In general, the choice of software was not a government decision, but a prime contractor decision. Not sure how much we want Congress dictating to contractors what they put into their products.
"What happened to NSA Linux." https://en.wikipedia.org/wiki/...
As long as DoD does not distribute anything it develops beyond DoD (or the Federal government since it is all part of the same organization) it is all staying within the organization developing it and thus would not be obligated to share any improvements.
Per gnu.org:
The GPL does not require you to release your modified version, or any part of it. You are free to make modifications and use them privately, without ever releasing them. This applies to organizations (including companies), too; an organization can make a modified version and use it internally without ever releasing it outside the organization.
and
For instance, you can accept a contract to develop changes and agree not to release your changes until the client says ok. This is permitted because in this case no GPL-covered code is being distributed under an NDA. You can also release your changes to the client under the GPL, but agree not to release them to anyone else unless the client says ok. In this case, too, no GPL-covered code is being distributed under an NDA, or under any additional restrictions. The GPL would give the client the right to redistribute your version. In this scenario, the client will probably choose not to exercise that right, but does have the right.

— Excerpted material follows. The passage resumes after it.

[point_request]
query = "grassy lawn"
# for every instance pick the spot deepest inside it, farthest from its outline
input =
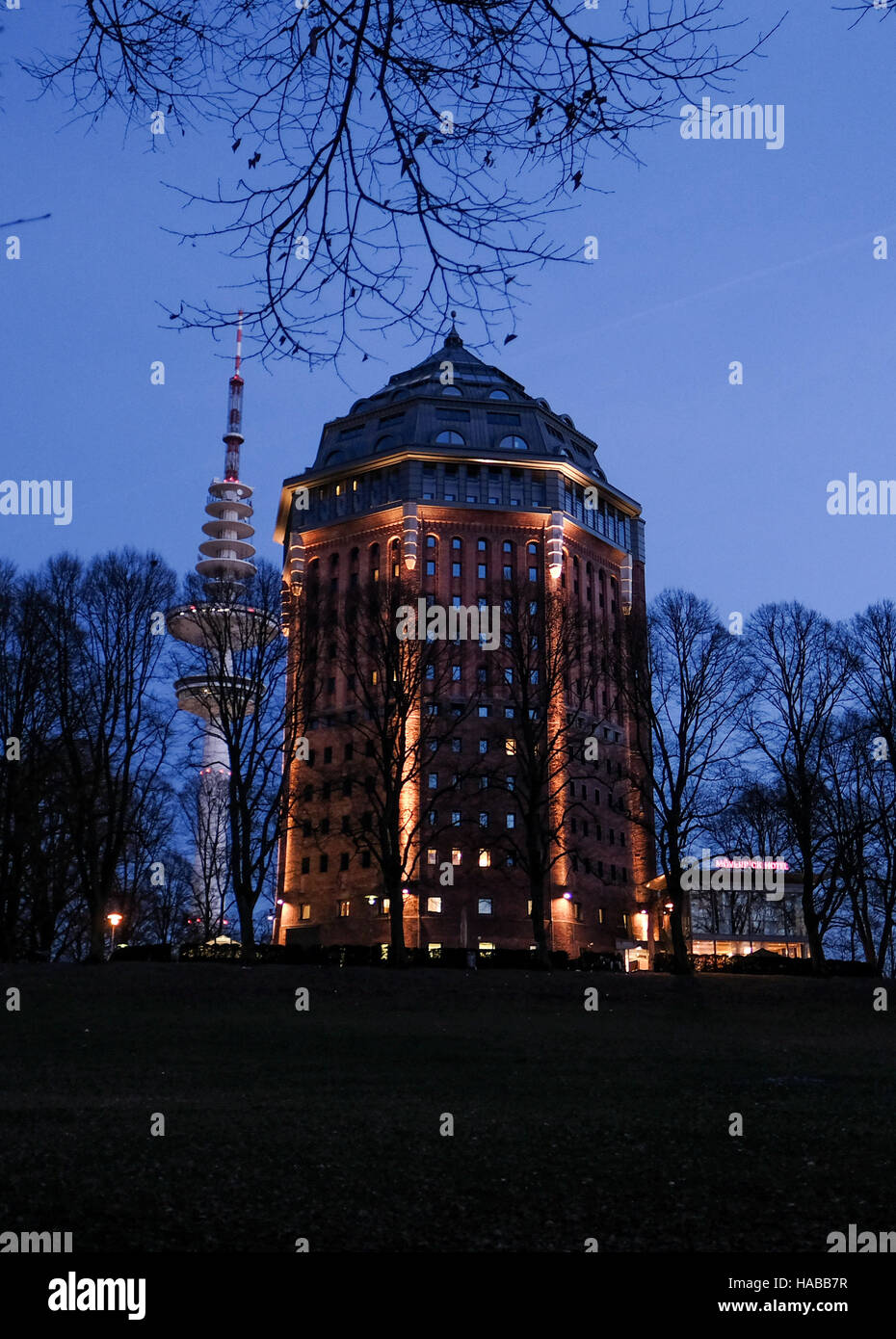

Thus, as long as they only use it internally they have no obligation to make the changed source code available. In addition, they could require contractors to develop code under and NDA that prohibits release until the authorize its release so even if they do not do the actual development internally they can still control its release. I would not bet on the DoD probably choosing not to exercise that right.
So while it may be good PR for OSS in reality it may not actually advance OSS for the public. DoD could classify any OSS projects to prevent its release using the argument that its release would be detrimental to national security and require contractors to sign an NDA for any work they do for DoD.
https://www.gnu.org/licenses/gpl-faq.en.html#GPLRequireSourcePostedPublic
I'm a consultant - I convert gibberish into cash-flow.
Not only does that not follow (you have no idea who scrutinizes their copy of FLOSS precisely because of the privacy FLOSS affords users) but you're missing a much more important point: FLOSS respects a user's ability to do things computer owners want their software to do but inherently can't trust proprietary software to carry out. Proprietary software can't be trusted because the users can't be sure it is doing what the users want and not doing what the users don't want (typically this means leaking information, opening backdoors, and implementing malware). It's not about guarantees, it's about the permission to exert as much control over one's own computers as one wishes. Proprietary software inherently doesn't grant that permission and FLOSS does. Couple that with a monied organization as big as the American federal government, and you have the ability for significantly increasing control over their own computers.